When you look at Wellington Phoenix fullback Liberato Cacace and how important he is to the team’s success this season, it’s very easy to forget that he’s only 19 years old.
Recently voted by his peers as the joint-PFA Footballer of the month for January 2020, Cacace has become indispensable for the Phoenix in his third season, electrifying the crowd on a regular basis with his game-changing runs and sublime footwork.
Growing up in Wellington to Italian parents – his father owns La Bella Italia restaurant in Petone – Cacace always dreamed of becoming a professional football player. As a child, he would sleep in a full Italian kit with a football tucked under his arms.
Cacace recalls being awed as a 10-year-old when then Phoenix captain Andrew Durante and other players came to his house for a barbecue at his father Antonio’s request. Antonio says there is no doubt the captain’s gesture back then helped inspire his son to become the player he is today.
“It was beautiful to see the young boys watching through the window with their eyes wide open and calling each other saying ‘look here comes Andrew Durante and Chris Greenacre and Paul Ifill’ and then to see in the backyard that these players were kicking the ball with them.”

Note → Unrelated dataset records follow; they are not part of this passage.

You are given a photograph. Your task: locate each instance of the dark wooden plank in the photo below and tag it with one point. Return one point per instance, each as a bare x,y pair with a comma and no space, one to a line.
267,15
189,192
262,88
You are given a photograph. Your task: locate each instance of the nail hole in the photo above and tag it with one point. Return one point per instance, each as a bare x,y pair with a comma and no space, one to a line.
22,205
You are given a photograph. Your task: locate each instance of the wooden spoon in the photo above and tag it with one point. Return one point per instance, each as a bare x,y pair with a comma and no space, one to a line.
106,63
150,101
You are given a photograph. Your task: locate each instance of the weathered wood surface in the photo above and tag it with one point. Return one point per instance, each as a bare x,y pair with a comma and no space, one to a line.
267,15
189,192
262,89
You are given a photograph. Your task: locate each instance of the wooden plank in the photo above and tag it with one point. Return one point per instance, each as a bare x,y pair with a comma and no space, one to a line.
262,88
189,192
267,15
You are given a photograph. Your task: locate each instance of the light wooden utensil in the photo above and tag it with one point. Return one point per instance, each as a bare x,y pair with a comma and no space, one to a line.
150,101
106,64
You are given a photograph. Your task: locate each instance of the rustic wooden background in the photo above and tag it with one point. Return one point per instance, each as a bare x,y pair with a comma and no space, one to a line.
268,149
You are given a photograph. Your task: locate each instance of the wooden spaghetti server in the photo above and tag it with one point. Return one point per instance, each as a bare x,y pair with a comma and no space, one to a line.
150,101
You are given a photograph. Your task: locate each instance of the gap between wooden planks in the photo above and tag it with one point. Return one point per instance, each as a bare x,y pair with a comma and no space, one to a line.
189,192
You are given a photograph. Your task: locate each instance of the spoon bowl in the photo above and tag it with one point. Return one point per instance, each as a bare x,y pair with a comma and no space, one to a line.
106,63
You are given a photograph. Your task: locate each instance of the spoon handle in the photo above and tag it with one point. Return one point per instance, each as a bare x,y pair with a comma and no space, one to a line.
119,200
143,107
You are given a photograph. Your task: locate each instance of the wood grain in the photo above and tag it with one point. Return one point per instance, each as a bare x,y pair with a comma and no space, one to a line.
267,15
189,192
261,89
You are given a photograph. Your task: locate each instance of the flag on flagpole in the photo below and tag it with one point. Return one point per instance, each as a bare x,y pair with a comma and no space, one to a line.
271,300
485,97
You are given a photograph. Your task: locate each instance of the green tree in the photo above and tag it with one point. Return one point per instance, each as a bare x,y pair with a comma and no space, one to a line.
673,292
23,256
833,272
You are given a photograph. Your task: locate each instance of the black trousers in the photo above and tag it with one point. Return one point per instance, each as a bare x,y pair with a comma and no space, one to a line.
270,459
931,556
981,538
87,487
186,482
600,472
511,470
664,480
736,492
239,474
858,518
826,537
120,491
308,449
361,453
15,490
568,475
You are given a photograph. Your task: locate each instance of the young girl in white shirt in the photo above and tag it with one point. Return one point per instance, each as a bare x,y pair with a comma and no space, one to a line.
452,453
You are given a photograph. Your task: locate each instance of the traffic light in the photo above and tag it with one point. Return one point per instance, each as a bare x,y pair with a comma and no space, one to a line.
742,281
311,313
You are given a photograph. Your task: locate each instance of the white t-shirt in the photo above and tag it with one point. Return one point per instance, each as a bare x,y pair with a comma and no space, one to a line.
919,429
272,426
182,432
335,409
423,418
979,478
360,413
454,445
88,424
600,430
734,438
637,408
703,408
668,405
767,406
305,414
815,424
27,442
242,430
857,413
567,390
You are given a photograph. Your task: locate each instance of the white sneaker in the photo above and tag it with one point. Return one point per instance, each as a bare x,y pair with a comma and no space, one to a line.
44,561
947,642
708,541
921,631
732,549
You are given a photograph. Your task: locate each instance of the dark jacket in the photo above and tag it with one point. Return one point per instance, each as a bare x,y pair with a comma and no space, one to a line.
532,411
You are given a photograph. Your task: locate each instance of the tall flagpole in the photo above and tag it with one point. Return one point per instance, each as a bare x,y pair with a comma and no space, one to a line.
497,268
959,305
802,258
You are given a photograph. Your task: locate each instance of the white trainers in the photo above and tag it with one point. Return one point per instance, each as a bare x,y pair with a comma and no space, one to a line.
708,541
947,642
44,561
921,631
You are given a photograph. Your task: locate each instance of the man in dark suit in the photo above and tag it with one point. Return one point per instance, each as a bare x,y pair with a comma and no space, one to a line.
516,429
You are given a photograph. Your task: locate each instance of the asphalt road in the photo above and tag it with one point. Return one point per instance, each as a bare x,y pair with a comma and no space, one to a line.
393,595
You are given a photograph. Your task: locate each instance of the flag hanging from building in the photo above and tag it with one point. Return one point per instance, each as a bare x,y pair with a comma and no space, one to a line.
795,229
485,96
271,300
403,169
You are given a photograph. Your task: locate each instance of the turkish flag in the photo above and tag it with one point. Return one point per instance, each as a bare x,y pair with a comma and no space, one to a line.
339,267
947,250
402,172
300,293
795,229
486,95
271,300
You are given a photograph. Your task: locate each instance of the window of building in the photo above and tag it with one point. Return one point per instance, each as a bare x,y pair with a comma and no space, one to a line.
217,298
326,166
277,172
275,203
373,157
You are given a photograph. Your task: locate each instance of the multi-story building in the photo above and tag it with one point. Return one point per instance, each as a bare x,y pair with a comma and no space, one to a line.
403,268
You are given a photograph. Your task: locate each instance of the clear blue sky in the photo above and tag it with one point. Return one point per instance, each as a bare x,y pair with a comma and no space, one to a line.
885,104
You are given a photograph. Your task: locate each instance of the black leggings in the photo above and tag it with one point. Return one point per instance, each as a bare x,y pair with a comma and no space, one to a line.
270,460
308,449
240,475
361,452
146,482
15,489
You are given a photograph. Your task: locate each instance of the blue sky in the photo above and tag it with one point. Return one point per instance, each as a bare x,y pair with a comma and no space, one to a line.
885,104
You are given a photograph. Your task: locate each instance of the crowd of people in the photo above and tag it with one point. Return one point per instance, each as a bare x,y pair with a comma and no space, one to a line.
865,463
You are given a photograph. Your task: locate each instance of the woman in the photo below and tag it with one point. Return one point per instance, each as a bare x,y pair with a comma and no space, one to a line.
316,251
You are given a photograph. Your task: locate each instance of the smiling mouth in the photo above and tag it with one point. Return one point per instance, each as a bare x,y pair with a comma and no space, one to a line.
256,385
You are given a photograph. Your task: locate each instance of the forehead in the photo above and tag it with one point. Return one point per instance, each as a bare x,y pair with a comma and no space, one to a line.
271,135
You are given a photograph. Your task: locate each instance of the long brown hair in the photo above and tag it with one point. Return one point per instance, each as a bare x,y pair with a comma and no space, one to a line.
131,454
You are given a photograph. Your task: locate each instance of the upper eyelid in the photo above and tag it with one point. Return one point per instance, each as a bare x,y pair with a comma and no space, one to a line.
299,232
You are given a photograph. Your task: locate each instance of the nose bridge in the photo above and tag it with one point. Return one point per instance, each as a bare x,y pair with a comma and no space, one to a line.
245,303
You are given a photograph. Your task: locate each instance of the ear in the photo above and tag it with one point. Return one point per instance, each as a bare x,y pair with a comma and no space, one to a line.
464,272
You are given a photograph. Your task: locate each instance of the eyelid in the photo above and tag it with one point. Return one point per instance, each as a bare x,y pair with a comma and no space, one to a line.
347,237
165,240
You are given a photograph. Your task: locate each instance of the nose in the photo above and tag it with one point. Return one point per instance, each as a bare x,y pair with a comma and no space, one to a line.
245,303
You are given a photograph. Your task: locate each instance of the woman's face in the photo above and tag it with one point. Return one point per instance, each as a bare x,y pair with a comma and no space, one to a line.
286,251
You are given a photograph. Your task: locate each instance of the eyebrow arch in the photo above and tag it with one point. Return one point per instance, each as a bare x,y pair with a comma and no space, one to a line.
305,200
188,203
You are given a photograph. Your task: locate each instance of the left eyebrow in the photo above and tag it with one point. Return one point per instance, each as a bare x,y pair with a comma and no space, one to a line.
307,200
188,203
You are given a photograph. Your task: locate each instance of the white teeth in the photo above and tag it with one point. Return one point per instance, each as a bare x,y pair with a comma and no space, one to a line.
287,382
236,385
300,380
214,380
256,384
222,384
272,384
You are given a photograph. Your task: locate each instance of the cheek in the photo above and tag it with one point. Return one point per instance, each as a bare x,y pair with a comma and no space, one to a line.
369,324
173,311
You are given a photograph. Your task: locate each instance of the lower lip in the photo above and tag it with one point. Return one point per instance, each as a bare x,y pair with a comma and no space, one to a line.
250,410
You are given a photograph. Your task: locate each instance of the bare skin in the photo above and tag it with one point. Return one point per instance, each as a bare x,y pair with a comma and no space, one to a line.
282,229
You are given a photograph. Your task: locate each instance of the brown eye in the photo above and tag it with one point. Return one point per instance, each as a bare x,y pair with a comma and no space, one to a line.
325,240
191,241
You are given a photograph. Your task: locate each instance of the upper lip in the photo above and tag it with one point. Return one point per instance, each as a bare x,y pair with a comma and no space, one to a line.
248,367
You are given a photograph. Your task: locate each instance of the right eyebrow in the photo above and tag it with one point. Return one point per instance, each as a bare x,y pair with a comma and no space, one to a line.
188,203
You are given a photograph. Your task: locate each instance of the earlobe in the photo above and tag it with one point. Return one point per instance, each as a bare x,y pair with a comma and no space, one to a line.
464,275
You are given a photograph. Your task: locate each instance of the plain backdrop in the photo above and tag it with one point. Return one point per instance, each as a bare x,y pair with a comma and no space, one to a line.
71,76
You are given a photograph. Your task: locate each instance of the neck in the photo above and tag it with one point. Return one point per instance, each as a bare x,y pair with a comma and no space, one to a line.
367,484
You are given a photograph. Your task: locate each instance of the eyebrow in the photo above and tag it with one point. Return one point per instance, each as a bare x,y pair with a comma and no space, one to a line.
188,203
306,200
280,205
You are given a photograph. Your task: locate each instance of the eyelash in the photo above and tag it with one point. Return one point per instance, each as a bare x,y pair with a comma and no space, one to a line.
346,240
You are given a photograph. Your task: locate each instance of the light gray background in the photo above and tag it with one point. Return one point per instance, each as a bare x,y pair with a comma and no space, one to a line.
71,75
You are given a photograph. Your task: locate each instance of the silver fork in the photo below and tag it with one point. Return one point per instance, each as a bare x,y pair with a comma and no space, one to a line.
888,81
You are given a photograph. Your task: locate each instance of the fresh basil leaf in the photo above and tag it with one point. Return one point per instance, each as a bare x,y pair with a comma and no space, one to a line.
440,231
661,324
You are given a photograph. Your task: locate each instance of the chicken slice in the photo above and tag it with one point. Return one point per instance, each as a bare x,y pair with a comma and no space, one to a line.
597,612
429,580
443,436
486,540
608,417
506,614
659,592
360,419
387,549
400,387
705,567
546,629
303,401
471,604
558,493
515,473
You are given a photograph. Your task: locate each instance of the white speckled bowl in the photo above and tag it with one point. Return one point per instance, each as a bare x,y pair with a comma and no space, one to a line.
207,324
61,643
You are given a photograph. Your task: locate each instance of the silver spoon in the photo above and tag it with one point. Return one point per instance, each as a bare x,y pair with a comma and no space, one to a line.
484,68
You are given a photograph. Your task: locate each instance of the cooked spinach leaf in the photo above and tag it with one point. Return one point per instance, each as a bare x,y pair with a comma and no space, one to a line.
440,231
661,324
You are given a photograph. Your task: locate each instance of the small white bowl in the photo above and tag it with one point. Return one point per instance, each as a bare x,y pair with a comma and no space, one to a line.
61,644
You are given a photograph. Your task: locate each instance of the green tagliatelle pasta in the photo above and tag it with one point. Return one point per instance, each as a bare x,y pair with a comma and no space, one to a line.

Cacace’s path to the Phoenix began with him coming through the youth ranks at Island Bay and Capital Football, before making the move to Ricky Herbert’s Junior Elite Academy. He would go on to play for St Patricks College, helping his school team win the Wellington Premier Youth football league.
In the 2016/17 season, Cacace began playing for the Wellington Phoenix reserves squad, and he would make his Hyundai A-League debut for the senior side on 2 February 2018 – with the 17-year-old coming on as a sub in an away loss to Sydney, all the while still at school.
Antonio says it was a proud moment to watch his boy turn out for the Phoenix at such a young age, with the playing shirt his son wore for that game proudly on display in his restaurant.
“It’s his debut shirt. It’s a very important shirt,” he said.
Both being at school and playing in the A-League proved a challenge for Cacace, as he found balancing study and training to be difficult at times.
“It’s quite challenging to balance the two because I want to train every day with them but you’ve also got school that same day.”
After making seven appearances that season, Cacace signed a two-year professional contract with the Wellington Phoenix. His 2018/19 season was his coming out party, as he racked up more minutes than any of his teammates – despite missing two matches due to his NCEA exams – and solidified himself as Wellington first-choice left-back.
Cacace also scored his maiden Hyundai A-League goal, in an 8-2 win over Central Coast Mariners, as well as a now-famous second half run against Melbourne Victory that left Japanese star Keisuke Honda trailing in his wake. Cacace was also consistently one of New Zealand’s best players at the World Cup that year as he debuted for the All Whites.
But he finished the season knowing that while he had improved, he still needed to add a new dimension to his game for next season.
“I just want to be the perfect all-rounder, a complete player – I want to be the best left-back in the league and I think I can do that, so that’s what I’m working towards.”
So far this season, Cacace has shown he can be the complete package as he’s widely regarded as the best left-back in New Zealand and the Hyundai A-League. Cacace says he is really enjoying his football under coach Ufuk Talay and is determined to help the Phoenix reach the finals.
“We’re dominating teams and it’s a joy to watch but also to play. We’ve got such a great structure that Uffie has formed with this club, with Coach wanting us controlling teams with the ball.”
Phoenix goalkeeper Stefan Marinovic is among those singing his praises.
“As long as you have that drive to improve yourself and a little bit of talent like Libby does, he’ll go far,” Marinovic said. “But it’s important he just keeps on the route he’s going and looking to improve every day.”